Are we talking locker keys or Trimark keys guys...or both?


----------



## olley (May 1, 2005)

Hi redwell he does trimark, I know his website doesn't mention it but we got some of him at the peterborough show.

Olley


----------



## Superk (Aug 22, 2005)

Hi - a big problem but surmountable.

If you have the originals then any good locksmith can make copies of most of the keys eg the lockers and even the ignition but not the entry door the blanks for these I found were impossible to get in the UK. They are made by Trimark Corp in the US and if you tell them the type and number on your key they will send a replacement. They do have a UK office and the MD was incredibly helpful in getting the US to ship a set pronto to me (but watch the shipping cost). Look for your door handle on Trimak Corp


----------



## 89338 (May 20, 2005)

I have had this problem, my RV only came with one set and I tried for ages to find the door / locker keys. Trimark US were helpful and sent me 3 of one of the door keys but not the other one.

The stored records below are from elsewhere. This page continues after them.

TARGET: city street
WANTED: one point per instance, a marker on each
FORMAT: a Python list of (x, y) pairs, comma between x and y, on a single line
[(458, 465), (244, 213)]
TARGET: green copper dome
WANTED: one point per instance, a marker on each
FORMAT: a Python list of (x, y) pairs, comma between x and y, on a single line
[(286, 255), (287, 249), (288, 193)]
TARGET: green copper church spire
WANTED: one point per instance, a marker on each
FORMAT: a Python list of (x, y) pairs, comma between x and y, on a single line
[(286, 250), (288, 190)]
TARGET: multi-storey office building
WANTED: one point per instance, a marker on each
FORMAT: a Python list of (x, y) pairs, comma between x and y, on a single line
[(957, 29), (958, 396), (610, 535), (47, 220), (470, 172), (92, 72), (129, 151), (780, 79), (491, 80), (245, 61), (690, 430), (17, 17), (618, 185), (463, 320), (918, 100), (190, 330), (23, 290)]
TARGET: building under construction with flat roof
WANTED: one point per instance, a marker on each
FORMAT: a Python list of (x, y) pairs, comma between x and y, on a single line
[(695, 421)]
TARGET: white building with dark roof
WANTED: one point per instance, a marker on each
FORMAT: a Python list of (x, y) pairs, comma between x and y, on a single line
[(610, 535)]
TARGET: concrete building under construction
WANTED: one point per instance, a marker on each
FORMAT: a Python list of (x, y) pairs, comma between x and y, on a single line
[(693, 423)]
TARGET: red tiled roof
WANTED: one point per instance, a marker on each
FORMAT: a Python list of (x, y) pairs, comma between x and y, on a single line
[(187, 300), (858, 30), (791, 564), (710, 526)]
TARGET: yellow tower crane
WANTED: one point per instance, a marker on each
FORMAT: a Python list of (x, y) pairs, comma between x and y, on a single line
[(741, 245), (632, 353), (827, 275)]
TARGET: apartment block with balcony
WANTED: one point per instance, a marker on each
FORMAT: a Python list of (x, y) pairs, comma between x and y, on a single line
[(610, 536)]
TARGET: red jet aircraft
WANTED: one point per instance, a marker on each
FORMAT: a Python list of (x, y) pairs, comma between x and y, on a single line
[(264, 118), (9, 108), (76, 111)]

But all is well now have 3 full sets thanks to [email protected].Would suggest you contact them.

Regards

Lampie


----------



## 88927 (May 10, 2005)

Thanks for the info... Have emailed Linda... More money to the RV :lol: :lol: :lol: Are they a good company to deal with???? :lol: :lol: 

Keith


----------



## 89338 (May 20, 2005)

Have had the pleasure dealing with them and will again, I found Linda to be very helpful.

Lampie


----------